Assembly Language: A symbolic (mnemonic) based representation of the actual
instructions the computer understands.
The "BASE" Language of the computer.
Like any other language there are rules of syntax.
EX: a=b+c <-> ADD $1,$2,$3
2. Assembler
Converts the symbolic representation (Assembly Language) into the 1s and 0s
that the CPU actually reads (Machine Language).
Fills in/creates some details (Calculates some addresses, determines constants, etc.)
The Assembler ususally produces an OBJECT file as output.
3. Linker:
The sticky tape that binds the whole mess toghether.
The Linker "links" together seperate object files and fills in all the final details.
It produces a file in a format which the operating system is capable of "loading"
and which should be capable of executing. (Consolidates "globals", allows seperate
compilation of components)
D. All you want to know about assembly
Why know/understand ASM:
1. Can be smaller / Faster
2. Sometimes nesc. to work with hardware
3. Can sometimes better utilize Processors by using an instruction which the compiler would not.
4. On Some Processors, a compiler isn't available yet. (New design)
5. Sometimes need to be able to read to debug a program
6. "" "" to estimate run time of a program
The Downside:
1. Not very portable (and often "advantages" are lost if a little portable)
2. Expansion: 1 inst in C is often 10+ insts in asm
3. Tedious/Complex.: Often only 8-20 variables to use.
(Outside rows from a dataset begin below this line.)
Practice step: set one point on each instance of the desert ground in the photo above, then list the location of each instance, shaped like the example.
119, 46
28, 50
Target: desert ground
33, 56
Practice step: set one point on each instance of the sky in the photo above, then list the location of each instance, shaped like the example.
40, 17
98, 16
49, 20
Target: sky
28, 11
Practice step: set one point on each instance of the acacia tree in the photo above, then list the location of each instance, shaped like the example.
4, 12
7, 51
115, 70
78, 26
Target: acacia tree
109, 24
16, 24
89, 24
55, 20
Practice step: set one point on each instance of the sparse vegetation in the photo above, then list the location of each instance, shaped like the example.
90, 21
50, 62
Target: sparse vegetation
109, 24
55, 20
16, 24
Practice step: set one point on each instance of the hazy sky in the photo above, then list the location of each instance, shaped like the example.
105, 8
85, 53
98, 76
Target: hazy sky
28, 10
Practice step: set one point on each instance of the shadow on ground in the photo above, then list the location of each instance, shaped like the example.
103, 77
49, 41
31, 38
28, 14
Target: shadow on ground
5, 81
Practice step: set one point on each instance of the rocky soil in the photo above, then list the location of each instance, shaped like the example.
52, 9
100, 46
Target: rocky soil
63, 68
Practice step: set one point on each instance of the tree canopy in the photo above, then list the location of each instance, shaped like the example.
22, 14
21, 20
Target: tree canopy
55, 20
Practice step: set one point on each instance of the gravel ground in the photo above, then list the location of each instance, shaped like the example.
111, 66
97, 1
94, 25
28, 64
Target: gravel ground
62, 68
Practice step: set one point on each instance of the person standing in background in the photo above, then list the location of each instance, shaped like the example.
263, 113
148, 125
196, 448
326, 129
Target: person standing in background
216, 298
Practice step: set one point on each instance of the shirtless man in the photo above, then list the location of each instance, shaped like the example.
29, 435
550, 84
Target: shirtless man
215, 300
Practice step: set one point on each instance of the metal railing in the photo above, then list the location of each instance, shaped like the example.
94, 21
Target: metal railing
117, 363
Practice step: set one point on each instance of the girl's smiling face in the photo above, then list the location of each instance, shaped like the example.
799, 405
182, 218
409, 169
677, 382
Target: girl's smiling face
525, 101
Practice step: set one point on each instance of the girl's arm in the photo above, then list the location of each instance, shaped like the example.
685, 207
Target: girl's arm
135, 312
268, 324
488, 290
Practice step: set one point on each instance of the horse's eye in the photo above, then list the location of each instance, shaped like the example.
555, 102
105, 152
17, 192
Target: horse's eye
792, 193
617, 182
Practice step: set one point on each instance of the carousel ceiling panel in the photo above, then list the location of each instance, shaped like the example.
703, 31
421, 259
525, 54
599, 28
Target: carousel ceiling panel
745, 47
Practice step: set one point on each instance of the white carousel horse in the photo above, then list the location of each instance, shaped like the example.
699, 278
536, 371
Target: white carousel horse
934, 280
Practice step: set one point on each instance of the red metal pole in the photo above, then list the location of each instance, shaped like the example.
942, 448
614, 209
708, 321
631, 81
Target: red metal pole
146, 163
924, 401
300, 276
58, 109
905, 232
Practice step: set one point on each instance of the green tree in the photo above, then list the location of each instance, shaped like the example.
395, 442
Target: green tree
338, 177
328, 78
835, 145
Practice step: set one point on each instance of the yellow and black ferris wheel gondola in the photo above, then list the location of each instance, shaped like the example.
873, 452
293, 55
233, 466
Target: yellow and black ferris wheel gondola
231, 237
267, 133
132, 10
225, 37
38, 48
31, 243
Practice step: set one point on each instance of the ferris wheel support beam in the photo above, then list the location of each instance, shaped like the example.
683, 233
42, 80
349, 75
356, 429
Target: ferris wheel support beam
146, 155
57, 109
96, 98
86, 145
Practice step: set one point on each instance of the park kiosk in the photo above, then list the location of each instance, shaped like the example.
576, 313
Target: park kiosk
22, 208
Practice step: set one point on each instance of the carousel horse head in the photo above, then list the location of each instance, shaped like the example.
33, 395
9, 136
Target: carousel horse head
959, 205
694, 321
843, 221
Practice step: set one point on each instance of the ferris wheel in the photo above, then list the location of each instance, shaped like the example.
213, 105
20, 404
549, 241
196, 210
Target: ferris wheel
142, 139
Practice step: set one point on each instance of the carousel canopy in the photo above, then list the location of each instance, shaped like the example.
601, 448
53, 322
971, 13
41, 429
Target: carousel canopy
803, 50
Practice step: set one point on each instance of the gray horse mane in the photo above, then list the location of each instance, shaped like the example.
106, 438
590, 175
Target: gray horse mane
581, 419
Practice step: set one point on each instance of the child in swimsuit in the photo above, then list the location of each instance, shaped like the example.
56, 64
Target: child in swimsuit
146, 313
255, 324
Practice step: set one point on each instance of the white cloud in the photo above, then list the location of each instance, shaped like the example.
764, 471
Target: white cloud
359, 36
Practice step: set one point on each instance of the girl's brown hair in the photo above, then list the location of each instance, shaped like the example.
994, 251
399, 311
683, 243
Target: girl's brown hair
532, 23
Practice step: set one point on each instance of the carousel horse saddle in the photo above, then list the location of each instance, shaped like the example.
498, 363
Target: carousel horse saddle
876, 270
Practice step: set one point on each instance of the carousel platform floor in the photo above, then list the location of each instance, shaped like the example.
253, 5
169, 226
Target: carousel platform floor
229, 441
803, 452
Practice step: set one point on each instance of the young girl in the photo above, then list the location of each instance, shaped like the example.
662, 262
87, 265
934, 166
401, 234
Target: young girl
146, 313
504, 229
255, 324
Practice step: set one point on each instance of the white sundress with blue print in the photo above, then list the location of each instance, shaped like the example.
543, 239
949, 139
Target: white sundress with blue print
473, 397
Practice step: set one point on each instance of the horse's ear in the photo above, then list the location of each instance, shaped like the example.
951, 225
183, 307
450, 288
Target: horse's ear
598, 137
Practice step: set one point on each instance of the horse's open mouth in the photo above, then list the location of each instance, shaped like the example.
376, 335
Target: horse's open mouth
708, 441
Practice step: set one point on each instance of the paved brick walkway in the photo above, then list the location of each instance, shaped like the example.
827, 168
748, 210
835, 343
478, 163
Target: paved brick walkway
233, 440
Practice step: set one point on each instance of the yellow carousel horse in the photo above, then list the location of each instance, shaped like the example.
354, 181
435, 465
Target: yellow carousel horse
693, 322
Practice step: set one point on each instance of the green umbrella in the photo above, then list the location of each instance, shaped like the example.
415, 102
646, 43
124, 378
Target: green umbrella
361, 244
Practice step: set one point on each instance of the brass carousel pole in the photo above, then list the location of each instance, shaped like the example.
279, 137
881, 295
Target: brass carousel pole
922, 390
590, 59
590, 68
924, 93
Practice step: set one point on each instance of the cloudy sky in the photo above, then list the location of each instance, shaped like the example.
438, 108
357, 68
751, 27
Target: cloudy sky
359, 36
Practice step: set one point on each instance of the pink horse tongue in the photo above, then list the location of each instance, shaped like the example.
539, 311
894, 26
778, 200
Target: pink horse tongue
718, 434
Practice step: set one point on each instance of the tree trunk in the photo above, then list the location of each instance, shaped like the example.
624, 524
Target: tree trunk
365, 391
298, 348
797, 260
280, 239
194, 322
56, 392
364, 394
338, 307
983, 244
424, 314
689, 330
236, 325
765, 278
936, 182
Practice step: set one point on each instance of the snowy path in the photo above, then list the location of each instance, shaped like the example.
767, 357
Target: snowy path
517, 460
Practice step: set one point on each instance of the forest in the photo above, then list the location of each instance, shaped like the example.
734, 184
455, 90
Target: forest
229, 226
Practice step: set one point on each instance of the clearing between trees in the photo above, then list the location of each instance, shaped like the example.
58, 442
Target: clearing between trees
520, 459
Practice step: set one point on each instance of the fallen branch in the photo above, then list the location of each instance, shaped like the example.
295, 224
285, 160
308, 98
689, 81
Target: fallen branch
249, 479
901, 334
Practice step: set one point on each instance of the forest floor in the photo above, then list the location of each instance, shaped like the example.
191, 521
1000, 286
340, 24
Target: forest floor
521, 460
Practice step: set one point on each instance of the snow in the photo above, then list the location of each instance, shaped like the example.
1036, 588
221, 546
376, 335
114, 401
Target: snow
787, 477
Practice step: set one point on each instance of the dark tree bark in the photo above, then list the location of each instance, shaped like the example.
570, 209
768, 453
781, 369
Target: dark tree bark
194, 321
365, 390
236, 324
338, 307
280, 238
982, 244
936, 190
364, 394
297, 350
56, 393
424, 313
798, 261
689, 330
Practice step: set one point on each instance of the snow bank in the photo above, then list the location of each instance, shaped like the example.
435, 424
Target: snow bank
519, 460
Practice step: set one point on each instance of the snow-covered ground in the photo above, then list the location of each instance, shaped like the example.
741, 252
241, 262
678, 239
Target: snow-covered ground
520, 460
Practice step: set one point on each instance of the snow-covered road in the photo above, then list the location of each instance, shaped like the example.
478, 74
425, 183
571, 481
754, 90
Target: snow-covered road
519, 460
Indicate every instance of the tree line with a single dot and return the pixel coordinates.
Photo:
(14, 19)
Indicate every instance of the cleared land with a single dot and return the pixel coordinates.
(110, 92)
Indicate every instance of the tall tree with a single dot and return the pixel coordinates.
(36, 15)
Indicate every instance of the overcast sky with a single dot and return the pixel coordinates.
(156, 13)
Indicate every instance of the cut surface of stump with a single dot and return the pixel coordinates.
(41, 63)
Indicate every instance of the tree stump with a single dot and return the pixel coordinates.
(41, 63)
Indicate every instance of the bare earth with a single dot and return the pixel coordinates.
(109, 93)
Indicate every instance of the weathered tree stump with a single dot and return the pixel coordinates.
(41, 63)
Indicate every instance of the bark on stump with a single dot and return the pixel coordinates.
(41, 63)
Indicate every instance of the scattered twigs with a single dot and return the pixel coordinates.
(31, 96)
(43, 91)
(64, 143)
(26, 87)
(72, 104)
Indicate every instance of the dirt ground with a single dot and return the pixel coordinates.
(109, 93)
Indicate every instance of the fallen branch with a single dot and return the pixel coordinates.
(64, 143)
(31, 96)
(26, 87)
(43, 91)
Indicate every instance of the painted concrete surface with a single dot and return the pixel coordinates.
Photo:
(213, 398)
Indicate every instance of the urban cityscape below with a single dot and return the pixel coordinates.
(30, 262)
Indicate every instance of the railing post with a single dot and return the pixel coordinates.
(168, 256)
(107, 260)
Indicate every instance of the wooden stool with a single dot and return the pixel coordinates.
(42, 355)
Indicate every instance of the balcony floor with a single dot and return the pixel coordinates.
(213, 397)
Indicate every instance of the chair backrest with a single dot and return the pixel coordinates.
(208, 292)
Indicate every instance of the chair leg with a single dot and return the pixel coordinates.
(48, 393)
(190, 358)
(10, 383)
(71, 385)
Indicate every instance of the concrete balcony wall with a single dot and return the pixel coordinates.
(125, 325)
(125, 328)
4. VERY difficult to read/understand
E. Other Tools:
Profiler: "Profiles" execution of code. Gives actual "timing" data of how long
parts of the code take to execute
Loader: A component of the OS which actually "loads" a file to be run.
(The file must be in the proper format for the loader to interpret)
A loader is often responsible for verifying that the "dynamic" parts of
a program are present and "linking" to them.
Statically linked: Except for the OS the program is self contained.
I.e. All subroutines/etc. are in one file (except system calls)
Dynamically linked: Some functions/subroutines/components are in another file which
needs to be present to run the program. Ex. Window's DLLs
This saves overall space because there is just a single copy of
the commonly used subroutines on disk. (Instead of a copy in every
program that uses it)
III. Intro. to Performance
A. What is Performance: Ex Fig 2.1 Pg 55: Which is best?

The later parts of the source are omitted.